From the dwarf kalmia that Jeremy says is the only specimen in Australia, to the magnificent maples and many types of borders , the garden is designed to have something on show year-round.
There are art pieces dotted around, including artist Graeme Foote's Eminent Australian Women series featuring notable females like Dame Elisabeth Murdoch and Stephanie Alexander.
With a nursery and restaurant also there, it's easy to while away a few hours.
For theatre and music lovers, there are regular events in the gardens, including OZACT performing Shakespeare's Macbeth on December 30 and New Year's Eve.
For a change of pace as you round out the day, take a tranquil walk through William Ricketts Sanctuary in nearby Mt Dandenong.

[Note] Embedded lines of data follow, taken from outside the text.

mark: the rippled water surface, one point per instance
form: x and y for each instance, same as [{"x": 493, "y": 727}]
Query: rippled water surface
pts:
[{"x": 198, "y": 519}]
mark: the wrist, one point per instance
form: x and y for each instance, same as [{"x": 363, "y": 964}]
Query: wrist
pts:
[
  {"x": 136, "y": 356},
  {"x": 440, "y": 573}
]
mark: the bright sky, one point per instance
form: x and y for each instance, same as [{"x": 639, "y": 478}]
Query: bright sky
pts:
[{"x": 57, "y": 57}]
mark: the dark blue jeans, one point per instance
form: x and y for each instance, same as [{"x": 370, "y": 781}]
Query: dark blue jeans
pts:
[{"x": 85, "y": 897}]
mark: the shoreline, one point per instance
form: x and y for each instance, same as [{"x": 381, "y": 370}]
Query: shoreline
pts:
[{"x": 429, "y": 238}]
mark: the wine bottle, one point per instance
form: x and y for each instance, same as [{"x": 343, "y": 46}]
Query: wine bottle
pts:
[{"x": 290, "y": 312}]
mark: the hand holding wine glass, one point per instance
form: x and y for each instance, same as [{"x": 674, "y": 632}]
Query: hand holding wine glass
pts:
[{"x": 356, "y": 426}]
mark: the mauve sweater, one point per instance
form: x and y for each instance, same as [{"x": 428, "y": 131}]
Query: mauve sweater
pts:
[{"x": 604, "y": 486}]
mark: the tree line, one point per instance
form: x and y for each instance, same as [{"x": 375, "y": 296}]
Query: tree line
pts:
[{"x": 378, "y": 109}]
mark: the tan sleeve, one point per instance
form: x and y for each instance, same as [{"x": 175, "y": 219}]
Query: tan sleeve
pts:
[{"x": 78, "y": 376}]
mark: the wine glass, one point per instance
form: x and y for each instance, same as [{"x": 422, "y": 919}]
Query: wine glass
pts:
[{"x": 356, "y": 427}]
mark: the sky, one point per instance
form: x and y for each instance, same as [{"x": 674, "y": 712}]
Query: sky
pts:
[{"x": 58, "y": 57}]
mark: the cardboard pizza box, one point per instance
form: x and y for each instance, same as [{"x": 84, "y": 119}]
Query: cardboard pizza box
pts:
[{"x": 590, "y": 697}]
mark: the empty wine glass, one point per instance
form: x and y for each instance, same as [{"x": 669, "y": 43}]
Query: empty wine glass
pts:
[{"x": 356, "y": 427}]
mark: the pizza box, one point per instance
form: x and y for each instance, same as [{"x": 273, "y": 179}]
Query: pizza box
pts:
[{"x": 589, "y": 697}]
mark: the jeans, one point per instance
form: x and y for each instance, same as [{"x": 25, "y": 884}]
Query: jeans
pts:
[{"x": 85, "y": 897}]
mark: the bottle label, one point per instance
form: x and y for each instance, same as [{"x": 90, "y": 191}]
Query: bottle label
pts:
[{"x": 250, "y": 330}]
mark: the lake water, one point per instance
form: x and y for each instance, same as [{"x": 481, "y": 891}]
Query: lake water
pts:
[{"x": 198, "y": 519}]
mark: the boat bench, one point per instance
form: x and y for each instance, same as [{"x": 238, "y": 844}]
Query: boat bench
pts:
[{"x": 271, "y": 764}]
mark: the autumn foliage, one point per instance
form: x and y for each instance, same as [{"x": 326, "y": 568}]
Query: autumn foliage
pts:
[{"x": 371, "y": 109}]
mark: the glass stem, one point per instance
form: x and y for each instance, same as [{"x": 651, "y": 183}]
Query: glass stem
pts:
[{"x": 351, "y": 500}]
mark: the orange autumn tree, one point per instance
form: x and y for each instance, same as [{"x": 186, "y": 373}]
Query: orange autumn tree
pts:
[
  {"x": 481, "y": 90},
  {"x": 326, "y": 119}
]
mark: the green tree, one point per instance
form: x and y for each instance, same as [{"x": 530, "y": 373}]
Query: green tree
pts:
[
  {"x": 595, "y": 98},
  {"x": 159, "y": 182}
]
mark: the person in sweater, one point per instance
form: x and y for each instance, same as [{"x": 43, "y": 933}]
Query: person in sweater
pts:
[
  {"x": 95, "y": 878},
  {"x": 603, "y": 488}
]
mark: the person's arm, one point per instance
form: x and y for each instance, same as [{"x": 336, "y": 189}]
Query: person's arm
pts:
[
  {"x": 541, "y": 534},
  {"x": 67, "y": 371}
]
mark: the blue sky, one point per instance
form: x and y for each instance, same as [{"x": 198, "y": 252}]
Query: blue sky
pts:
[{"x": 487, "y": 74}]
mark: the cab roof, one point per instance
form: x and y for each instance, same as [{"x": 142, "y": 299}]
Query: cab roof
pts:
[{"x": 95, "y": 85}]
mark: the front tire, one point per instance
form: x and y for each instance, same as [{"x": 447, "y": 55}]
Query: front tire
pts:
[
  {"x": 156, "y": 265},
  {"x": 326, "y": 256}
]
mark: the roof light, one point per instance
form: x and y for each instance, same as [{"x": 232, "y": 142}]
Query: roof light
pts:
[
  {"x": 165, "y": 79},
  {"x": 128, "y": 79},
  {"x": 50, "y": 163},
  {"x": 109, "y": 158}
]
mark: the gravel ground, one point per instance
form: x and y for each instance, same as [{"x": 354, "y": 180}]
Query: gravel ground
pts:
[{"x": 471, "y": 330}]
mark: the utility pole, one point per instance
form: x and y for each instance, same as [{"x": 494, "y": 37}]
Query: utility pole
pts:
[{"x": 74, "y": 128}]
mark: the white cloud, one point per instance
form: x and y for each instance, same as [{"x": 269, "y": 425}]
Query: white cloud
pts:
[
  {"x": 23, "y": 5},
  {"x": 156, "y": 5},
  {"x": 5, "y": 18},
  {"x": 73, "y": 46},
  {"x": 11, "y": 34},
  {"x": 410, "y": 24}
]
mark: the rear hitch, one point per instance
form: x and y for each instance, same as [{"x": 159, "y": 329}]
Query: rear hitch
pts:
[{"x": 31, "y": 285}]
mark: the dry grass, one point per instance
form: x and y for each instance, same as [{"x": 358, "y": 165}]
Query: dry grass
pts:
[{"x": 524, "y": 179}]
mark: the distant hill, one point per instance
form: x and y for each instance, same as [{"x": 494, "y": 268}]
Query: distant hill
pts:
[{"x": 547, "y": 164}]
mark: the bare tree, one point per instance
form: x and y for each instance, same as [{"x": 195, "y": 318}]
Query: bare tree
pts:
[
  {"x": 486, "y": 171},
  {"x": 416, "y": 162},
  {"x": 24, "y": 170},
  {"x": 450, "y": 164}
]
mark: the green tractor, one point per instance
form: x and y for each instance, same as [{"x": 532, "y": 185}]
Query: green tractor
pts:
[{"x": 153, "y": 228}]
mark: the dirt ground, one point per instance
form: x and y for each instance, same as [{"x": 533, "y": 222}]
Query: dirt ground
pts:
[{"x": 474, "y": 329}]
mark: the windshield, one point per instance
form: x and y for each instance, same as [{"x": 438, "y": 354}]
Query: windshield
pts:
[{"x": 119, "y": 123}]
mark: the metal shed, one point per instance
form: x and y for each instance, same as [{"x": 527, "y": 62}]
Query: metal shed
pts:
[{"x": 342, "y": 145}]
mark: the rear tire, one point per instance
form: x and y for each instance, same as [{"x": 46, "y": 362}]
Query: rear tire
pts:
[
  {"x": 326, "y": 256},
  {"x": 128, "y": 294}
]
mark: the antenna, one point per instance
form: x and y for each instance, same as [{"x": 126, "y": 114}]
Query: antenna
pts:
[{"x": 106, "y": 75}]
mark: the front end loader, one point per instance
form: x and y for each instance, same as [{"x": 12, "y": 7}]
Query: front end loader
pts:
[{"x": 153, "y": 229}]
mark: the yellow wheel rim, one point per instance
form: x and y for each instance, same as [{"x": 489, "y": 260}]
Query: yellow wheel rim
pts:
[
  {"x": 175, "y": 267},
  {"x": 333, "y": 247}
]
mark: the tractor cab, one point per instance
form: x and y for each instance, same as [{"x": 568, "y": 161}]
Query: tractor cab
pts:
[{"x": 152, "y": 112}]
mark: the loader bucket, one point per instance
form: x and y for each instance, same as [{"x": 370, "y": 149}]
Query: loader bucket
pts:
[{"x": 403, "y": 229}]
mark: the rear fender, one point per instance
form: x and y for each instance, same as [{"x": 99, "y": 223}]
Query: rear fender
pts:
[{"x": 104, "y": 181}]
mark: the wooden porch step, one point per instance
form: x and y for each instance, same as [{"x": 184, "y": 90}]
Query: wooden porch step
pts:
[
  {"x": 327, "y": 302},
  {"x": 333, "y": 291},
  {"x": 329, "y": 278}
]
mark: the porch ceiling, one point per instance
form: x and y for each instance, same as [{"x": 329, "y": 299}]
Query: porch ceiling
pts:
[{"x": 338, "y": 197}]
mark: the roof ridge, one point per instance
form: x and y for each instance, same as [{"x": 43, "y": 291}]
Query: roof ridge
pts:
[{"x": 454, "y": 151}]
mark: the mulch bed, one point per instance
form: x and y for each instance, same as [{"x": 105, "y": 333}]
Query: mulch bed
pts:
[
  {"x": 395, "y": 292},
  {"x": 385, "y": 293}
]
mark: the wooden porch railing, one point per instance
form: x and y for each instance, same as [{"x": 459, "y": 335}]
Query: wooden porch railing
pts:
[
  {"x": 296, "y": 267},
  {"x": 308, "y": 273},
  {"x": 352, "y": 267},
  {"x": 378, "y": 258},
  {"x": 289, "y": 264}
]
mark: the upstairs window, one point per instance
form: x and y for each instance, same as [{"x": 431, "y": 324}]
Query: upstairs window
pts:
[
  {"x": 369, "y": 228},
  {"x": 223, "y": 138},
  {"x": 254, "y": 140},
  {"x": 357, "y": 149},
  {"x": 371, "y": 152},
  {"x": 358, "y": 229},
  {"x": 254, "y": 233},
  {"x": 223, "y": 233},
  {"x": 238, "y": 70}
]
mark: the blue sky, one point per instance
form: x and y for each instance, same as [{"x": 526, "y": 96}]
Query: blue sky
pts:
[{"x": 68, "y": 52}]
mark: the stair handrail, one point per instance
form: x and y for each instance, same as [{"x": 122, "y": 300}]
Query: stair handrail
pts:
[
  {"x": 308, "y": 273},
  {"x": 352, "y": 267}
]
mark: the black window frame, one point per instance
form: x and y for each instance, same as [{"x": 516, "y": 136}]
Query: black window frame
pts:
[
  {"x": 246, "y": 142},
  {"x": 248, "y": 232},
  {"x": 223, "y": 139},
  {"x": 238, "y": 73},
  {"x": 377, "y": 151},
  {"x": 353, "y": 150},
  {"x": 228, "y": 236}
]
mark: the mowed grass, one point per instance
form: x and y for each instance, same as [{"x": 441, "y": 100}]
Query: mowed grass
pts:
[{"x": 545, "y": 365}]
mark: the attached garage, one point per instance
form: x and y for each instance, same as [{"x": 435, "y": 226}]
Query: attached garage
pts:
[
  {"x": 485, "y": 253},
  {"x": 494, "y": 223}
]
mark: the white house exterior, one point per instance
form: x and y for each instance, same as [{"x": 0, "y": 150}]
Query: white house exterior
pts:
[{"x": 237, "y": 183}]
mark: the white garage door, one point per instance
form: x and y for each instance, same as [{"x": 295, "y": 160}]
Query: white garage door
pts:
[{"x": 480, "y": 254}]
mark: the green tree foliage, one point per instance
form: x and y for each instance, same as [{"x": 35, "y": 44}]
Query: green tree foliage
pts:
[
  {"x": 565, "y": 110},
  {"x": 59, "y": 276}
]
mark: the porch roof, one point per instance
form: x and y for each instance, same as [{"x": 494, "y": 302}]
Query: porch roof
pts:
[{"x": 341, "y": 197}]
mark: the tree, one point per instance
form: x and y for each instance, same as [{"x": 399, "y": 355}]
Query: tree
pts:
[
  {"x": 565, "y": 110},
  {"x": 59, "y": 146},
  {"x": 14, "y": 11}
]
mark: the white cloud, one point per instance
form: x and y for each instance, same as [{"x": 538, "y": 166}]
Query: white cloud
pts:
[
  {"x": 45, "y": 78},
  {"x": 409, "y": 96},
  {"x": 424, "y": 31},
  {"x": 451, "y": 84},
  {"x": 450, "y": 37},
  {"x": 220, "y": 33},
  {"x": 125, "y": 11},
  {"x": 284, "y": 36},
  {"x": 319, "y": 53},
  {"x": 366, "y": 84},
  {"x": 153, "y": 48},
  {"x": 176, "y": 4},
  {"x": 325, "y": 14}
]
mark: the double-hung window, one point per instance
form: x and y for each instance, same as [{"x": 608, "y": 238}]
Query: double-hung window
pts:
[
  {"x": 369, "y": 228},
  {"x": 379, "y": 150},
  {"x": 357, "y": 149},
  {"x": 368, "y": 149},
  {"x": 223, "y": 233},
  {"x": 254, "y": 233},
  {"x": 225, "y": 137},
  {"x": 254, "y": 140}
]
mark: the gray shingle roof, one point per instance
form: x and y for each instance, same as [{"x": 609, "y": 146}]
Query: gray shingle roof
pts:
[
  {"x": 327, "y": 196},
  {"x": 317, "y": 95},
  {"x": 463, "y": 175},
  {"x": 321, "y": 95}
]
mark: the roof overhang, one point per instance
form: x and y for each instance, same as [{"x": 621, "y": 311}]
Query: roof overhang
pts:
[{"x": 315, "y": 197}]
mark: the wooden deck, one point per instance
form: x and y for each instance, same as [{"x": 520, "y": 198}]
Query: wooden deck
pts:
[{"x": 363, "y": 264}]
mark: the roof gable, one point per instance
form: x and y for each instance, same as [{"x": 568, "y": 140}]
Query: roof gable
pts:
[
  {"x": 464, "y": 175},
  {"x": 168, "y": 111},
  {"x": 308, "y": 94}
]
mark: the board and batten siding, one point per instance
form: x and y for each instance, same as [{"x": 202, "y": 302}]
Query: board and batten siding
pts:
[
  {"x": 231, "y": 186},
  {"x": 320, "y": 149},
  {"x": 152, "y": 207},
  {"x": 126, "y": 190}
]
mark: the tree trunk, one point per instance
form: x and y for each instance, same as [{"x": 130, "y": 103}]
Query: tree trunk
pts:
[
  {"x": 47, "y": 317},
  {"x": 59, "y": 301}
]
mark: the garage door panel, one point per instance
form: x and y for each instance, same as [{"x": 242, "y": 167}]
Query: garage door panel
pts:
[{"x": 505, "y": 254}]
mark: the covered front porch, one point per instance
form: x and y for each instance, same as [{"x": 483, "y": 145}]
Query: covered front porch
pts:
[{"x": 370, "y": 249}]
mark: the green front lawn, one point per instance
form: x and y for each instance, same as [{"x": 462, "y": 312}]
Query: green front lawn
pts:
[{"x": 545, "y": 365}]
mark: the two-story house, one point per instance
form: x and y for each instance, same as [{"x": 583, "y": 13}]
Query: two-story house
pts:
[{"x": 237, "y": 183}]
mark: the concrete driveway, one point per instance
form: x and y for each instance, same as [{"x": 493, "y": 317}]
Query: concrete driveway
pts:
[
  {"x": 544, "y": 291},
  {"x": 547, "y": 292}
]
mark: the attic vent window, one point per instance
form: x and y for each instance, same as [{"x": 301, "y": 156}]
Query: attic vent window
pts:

The 10ha site features a 1.7ha outdoor gallery with more than 90 clay sculptures made by Ricketts and incorporated into the forest of mountain ash trees, ferns and other amazing vegetation.
His work, inspired by his visits to Central Australia and India, reflects on his feelings about nature, people and the earth.
You can walk around the sanctuary by yourself, or hire an audio guide that features recordings from Ricketts.
Whether it's for some history, some entertainment or just some fresh air - the Dandenong Ranges will leave you feeling replenished.